Published online by Cambridge University Press: 18 November 2009
Certainly all historical experience confirms the truth that man would not have attained the possible unless time and again he had reached out for the impossible.
Max Weber, “Politics as a Vocation”Not all historical eras are alike. There are times when change occurs so slowly that time seems almost frozen, though beneath the surface considerable turbulence and evolution may be silently at work. There are other times when change is so compressed, blaring, and fundamental that it is almost impossible to take its measure.
Such were the rhythms of Soviet history. When Leonid Brezhnev died in November 1982, Soviet history seemed frozen in time, particularly when viewed in light of the massive upheavals that convulsed the Soviet state during its first thirty-five years of existence. A spirit of stability and normalcy had come to settle upon most of Soviet society in the decades following Stalin's rule, even within the complicated sphere of nationality relations.

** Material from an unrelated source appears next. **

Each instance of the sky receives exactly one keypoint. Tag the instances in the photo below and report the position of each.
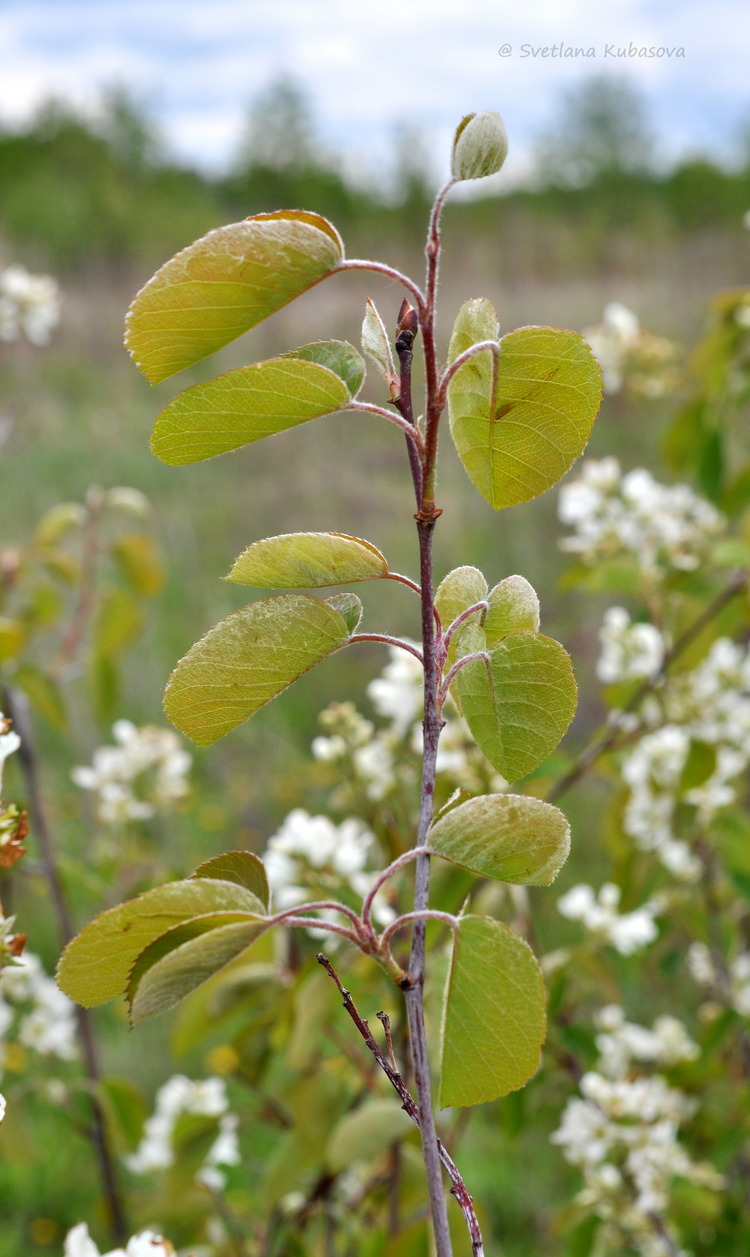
(371, 68)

Then, in late 1986, the unexpected happened: The longstanding rules constraining freedom of expression in the USSR began to unravel. The French Revolution began as neither a national nor a class struggle, but eventually became both. Glasnost' similarly did not begin as a nationalist explosion. It became one. “When perestroika began,” an Estonian sociologist later observed, “neither its chief architects nor the broad public were prepared for the possible rise of national movements.” The first major eruption of nationalism did not take place until almost a year and a half after glasnost' had begun – in February 1988 in Armenia and Azerbaijan – and had nothing to do with the secessionist issues that ultimately pulled apart the Soviet state.